Asylum is a book I read during the day, mainly because it had pictures in it and pictures CREEP ME OUT. It was very much like Ransom Riggs’s Miss Peregrine’s Home for Peculiar Children — images scattered throughout that are just enough to unsettle you. Unfortunately, since this was an ARC, I didn’t get to see ALL the images, but I do plan on getting a finished copy just so I can see what I missed.

One thing I loved was that this book was told from the point of view of Dan, our 16-year-old male narrator. His narrative wasn’t exactly a light narrative — nothing fluffy about it — but that’s what made the book awesome. I didn’t want anything light and fluffy. I’ll take my horror as creepy as I can get it! Dan also had issues in the past, growing up in foster homes, and having to see psychiatrists. His sidekicks of the story, Abby and Jordan, were also great. We didn’t get to know Jordan too much, but we caught glimpses of their pasts as the story went on — and also the pasts of some of the people who were at the asylum back when it was open and running.
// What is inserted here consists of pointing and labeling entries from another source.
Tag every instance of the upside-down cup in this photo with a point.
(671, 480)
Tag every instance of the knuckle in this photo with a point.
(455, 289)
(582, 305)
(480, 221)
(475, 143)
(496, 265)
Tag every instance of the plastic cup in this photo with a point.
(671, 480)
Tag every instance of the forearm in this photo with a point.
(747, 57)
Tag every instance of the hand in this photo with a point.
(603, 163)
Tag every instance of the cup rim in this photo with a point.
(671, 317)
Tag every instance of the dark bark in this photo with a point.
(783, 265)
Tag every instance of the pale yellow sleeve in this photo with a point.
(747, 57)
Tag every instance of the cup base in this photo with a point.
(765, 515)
I think the reason I loved this book so much was that it took place in an old asylum-turned-dorm. I mean, how creepy is that? Especially a mental asylum where so many horrible things took place — and where there are still remnants of what took place back when it was open. How could that not be terrifying?
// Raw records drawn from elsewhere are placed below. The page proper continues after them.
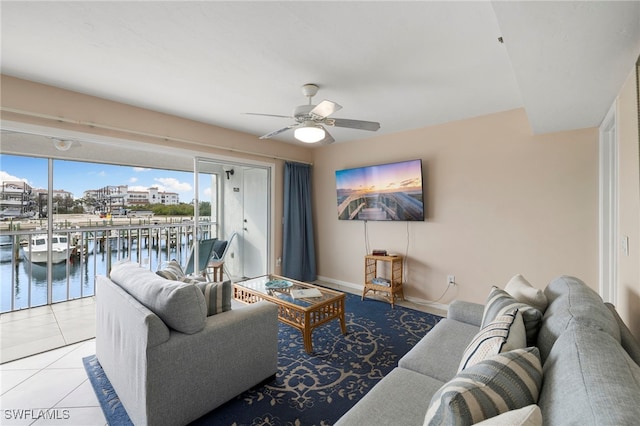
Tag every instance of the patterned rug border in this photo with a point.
(309, 389)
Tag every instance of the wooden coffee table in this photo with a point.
(304, 313)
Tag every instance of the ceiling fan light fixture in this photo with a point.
(309, 134)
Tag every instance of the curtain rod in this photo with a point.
(139, 133)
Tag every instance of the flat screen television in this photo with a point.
(389, 192)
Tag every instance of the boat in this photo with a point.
(37, 249)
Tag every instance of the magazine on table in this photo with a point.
(305, 293)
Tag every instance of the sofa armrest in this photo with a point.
(467, 312)
(236, 350)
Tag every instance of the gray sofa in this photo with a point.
(590, 371)
(167, 360)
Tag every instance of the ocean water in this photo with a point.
(26, 283)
The only things I really didn’t like about the story were that some of the images that were included were photos of a note or other calligraphic writing. Not very scary. I would’ve preferred more images of the asylum or things that took place in it. There definitely are scary images throughout, but I just wish there had been more. The other thing I didn’t like was that the book was compared to Miss Peregrine, which I really wouldn’t classify as a YA horror. Really, the only thing these two books have in common is the layout and images. I loved Miss Peregrine but feel like this book just can’t live up to that story — there are probably a lot of readers who will be disappointed thinking that it will be exactly like it.

This story is perfect for the horror lover — maybe a book to cuddle up with on a cold, autumn night as the coyotes howl in the distance. It will definitely have you looking over your shoulder and maybe keeping a light or two on after you finish!